In fact, the authors were driven by three main reasons to do so:
- First, using small filters induces more non-linearity, which means more degrees of freedom for the network.
- Second, the fact of stacking these layers together enables the network to see more things than it looks like. For example, with two of these, the network in fact sees a 5x5 receptive field. And when you stack 3 of these filters, you have in fact a 7x7 receptive field! Therefore, the same feature extraction capabilities as in the previous examples can be achieved on this architecture as well.
- Third, using only small filters also limits the number of parameters, which is good when you want to go that deep.
Quantitatively speaking, this architecture achieved a 7.3% top-5 error on ImageNet.
Time for inception
Next, GoogLeNet came in the game. It bases its success on its inception modules.
As you can see, convolutions with different filter sizes are processed on the same input, and then concatenated together.
From a representation point of view, this allows the model to take advantage of multi-level feature extraction at each step. For example, general features can be extracted by the 5x5 filters at the same time that more local features are captured by the 3x3 convolutions.
But then, you could tell me. Well that's great. But isn't that insanely expensive to compute?
And I would say: very good remark! Actually, the Google team had a brilliant solution for this: 1x1 convolutions.
- On the one hand, it reduces the dimensionality of your features.
- On the other, it combines feature maps in a way that can be beneficial from a representation perspective.
Then you could ask, why is it called inception? Well, you can see all of those modules as being networks stacked one over another inside a bigger network.
And for the record, the best GoogLeNet ensemble achieved a 6.7% error on ImageNet.
Connect the layers
So all these networks we talked about earlier followed the same trend: going deeper. But at some point, we realize that stacking more layers does not lead to better performance. In fact, the exact opposite occurs. But why is that?
In one word: the gradient, ladies and gentlemen.
But don't worry, researchers found a trick to counter this effect. Here, the key concept developed by ResNet is residual learning.
As you can see, every two layers, there is an identity mapping via an element-wise addition. This proved to be very helpful for gradient propagation, as the error can be backpropagated through multiple paths.
Also, from a representation point of view, this helps to combine different levels of features at each step of the network, just like we saw it with the inception modules.

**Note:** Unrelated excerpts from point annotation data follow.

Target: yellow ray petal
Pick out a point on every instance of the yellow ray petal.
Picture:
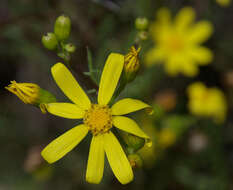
(184, 19)
(66, 110)
(201, 54)
(200, 32)
(95, 165)
(70, 86)
(117, 159)
(128, 125)
(128, 105)
(64, 144)
(110, 76)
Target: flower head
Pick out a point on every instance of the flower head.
(224, 3)
(178, 42)
(98, 118)
(209, 102)
(31, 93)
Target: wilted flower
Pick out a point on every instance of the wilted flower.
(31, 93)
(178, 42)
(209, 102)
(98, 118)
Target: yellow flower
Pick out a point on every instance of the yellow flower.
(223, 3)
(178, 42)
(98, 118)
(27, 92)
(31, 93)
(166, 138)
(209, 102)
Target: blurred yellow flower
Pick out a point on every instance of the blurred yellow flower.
(224, 3)
(209, 102)
(98, 118)
(166, 137)
(178, 42)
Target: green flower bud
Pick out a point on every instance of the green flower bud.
(50, 41)
(135, 160)
(62, 27)
(70, 48)
(131, 63)
(141, 23)
(134, 143)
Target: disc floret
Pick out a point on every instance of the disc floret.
(98, 119)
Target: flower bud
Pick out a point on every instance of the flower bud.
(70, 48)
(141, 23)
(143, 35)
(135, 160)
(131, 64)
(31, 93)
(133, 142)
(62, 27)
(50, 41)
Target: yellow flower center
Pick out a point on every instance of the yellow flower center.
(98, 119)
(175, 43)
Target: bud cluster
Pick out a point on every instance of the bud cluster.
(57, 40)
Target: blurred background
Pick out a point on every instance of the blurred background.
(189, 152)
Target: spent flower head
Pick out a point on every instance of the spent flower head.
(31, 93)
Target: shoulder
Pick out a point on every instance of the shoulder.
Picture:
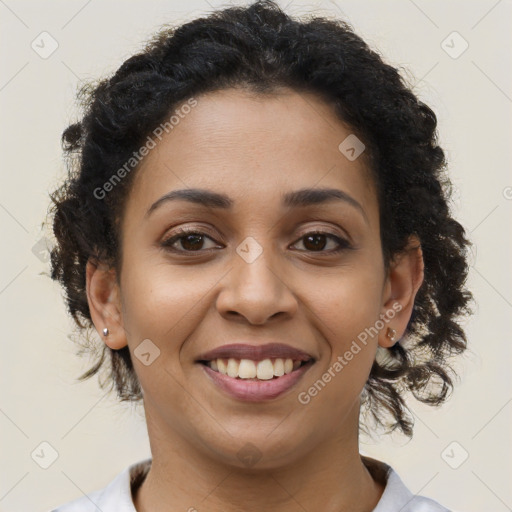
(115, 497)
(396, 495)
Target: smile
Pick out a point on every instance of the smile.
(255, 381)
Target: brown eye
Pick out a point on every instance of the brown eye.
(317, 241)
(190, 241)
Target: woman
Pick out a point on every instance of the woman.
(256, 223)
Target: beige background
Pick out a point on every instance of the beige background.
(94, 436)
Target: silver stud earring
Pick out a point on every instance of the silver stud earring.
(391, 334)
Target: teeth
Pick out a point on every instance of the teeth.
(278, 367)
(265, 370)
(221, 364)
(233, 365)
(247, 369)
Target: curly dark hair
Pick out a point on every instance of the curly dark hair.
(262, 49)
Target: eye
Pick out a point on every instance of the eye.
(190, 240)
(314, 241)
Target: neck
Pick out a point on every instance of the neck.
(330, 477)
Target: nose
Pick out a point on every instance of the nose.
(256, 290)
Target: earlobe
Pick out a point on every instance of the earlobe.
(104, 304)
(405, 276)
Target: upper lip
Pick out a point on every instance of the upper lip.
(255, 352)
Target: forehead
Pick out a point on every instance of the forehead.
(253, 147)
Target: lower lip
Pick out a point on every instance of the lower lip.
(256, 390)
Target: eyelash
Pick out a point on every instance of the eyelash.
(182, 233)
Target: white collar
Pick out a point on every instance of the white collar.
(117, 495)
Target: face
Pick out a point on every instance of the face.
(257, 265)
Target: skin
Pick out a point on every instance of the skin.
(253, 149)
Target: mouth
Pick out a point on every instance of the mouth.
(255, 374)
(248, 369)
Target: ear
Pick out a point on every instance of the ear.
(403, 281)
(104, 303)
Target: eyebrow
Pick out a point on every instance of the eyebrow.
(296, 199)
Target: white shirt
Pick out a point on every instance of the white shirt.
(117, 496)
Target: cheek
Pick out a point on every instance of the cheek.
(160, 302)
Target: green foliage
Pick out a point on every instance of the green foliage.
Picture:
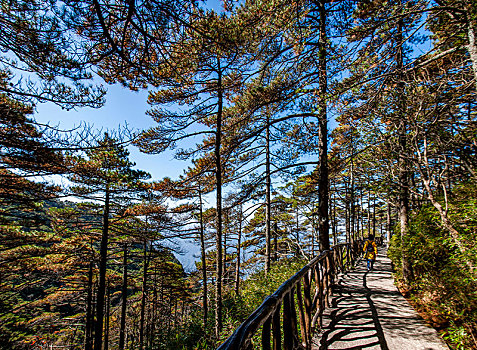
(254, 290)
(444, 288)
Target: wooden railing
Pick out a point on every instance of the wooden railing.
(307, 292)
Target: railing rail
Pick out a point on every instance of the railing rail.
(309, 291)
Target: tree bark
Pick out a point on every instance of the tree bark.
(124, 296)
(388, 222)
(323, 181)
(402, 161)
(203, 259)
(268, 197)
(103, 256)
(218, 178)
(143, 296)
(106, 325)
(89, 312)
(237, 265)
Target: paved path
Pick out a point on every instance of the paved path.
(368, 312)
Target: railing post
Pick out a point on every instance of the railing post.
(307, 298)
(294, 318)
(266, 334)
(287, 323)
(299, 299)
(276, 329)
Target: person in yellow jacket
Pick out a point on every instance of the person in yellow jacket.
(370, 251)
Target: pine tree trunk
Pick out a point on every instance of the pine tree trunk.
(103, 256)
(334, 220)
(347, 215)
(106, 325)
(402, 161)
(352, 200)
(237, 265)
(268, 198)
(124, 296)
(143, 296)
(218, 178)
(203, 260)
(89, 312)
(323, 181)
(388, 222)
(275, 229)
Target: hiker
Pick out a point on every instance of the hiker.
(370, 251)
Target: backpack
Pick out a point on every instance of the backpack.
(369, 247)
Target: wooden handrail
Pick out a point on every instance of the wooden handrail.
(277, 315)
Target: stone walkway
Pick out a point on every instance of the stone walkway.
(368, 312)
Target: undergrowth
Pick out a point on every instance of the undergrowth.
(444, 290)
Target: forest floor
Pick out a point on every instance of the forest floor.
(368, 312)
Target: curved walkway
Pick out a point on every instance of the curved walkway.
(368, 312)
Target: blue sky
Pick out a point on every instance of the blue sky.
(122, 107)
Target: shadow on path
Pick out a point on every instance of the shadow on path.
(368, 312)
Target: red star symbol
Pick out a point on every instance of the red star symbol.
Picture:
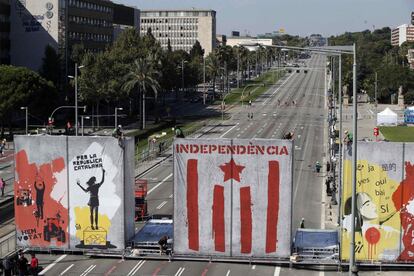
(231, 170)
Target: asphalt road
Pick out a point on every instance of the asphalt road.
(274, 114)
(271, 120)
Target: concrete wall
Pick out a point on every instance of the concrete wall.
(385, 202)
(87, 198)
(232, 204)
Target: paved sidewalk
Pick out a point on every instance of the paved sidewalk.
(367, 121)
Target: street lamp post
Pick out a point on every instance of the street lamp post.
(204, 80)
(182, 74)
(83, 117)
(76, 95)
(27, 117)
(352, 266)
(116, 115)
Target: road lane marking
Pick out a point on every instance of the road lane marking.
(136, 268)
(161, 205)
(277, 271)
(224, 134)
(180, 271)
(283, 83)
(156, 271)
(66, 270)
(159, 184)
(52, 264)
(111, 270)
(88, 270)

It is to this date one of the best performing network on ImageNet, with a 3.6% top-5 error rate.
An extension of this reasoning has been later proposed. DenseNet proposes entire blocks of layers connected to one another.

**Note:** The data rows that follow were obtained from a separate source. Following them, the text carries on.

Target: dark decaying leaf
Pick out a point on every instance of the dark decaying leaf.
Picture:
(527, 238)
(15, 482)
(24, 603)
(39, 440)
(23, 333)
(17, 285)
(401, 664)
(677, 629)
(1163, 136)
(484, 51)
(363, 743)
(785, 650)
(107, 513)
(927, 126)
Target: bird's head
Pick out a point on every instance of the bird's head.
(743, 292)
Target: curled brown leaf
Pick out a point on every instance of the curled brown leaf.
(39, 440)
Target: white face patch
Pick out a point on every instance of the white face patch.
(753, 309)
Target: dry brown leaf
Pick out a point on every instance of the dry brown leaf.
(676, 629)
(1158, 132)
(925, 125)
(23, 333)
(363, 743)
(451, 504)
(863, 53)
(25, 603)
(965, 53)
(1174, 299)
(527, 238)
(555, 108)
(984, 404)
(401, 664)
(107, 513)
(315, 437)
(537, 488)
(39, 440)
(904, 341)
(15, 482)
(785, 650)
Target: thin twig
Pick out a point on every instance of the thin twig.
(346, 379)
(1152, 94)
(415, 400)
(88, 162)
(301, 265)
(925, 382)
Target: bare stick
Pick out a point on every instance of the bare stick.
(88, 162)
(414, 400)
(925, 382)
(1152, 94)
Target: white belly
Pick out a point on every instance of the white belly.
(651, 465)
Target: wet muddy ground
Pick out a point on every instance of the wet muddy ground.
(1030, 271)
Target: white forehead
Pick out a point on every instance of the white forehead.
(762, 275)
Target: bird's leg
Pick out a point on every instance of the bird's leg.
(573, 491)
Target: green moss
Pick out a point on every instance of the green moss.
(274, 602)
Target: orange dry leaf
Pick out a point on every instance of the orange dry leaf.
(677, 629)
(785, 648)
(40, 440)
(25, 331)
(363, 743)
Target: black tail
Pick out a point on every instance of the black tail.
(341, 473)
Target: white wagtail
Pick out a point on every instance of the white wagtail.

This contributes to diversifying a lot more the features within those blocks.
A major pattern observed overall is that networks are designed to be deeper and deeper.
Computational tricks (ReLU, dropout, batch normalization) have been also introduced alongside them and had a significant impact in improving performance.
We have also seen the apparition of modules that are able to capture rich features at each step of the network.
Finally, another major point is the increasing use of connections between the layers of the network, which helps for producing diverse features and revealed to be useful for gradient propagation.